These suggestions have been dropped by the suggestor or rejected by staff.

Deleted member 6093

Damage rating should be based on combat role and effectivenelss, not size.

My reasoning:
Smaller ships, within reason, could have higher damage tiers based on combat role.
Bigger does not universally equal better.
Star wars is not a good point of reference for starships either.

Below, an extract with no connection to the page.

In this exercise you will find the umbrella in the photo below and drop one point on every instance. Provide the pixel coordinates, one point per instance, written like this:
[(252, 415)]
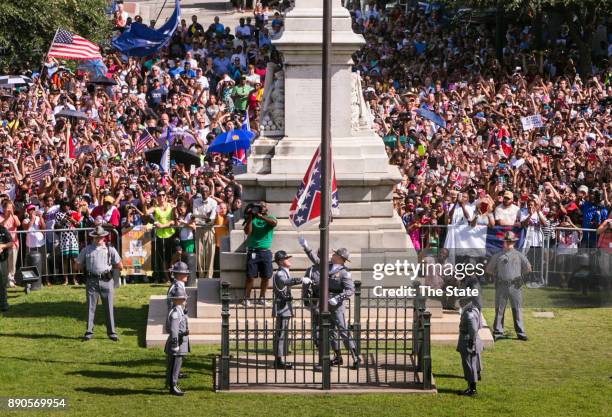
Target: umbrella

I will admit, I'm more of a Hard-Scifi fan, but even this seems to be a bit weird.
This suggestion has been closed. Votes are no longer accepted.
I think this is all about how we adjudicate DR. DR is just about armor and achieving a kill if I understand right. A bigger ship wouldn't universally be better say a massive civilian freighter probably won't have a higher DR than a smaller warship. That said warship to warship, I don't see why size can't be a good shorthand for DR.
Frost made a good point in Discord that we might be better off using armor thickness/pentation instead of size.
I think in the end it's less pure size but a combination of factors. Armor thickness, redundant systems, structural integrity, and stuff like that. I don't know if I suggest a change in DR but at least making note that a civilian ship or a ship that wasn't made from the ground up to be a combat ship probably won't have the same DR as a Military vessel.
That said, DR doesn't really prove combat effectiveness. It's not really one to one like that. Ships still have to consider their specific role in a fleet. A carrier isn't going to be a match for a smaller gunship in a stand up fight, but that carrier has fighter wings that they can send at the gunship and kill it before it gets close enough to use its weapons.
DR is just a question of what happens once the attack successfully penetrants all of the ships defenses and stuff.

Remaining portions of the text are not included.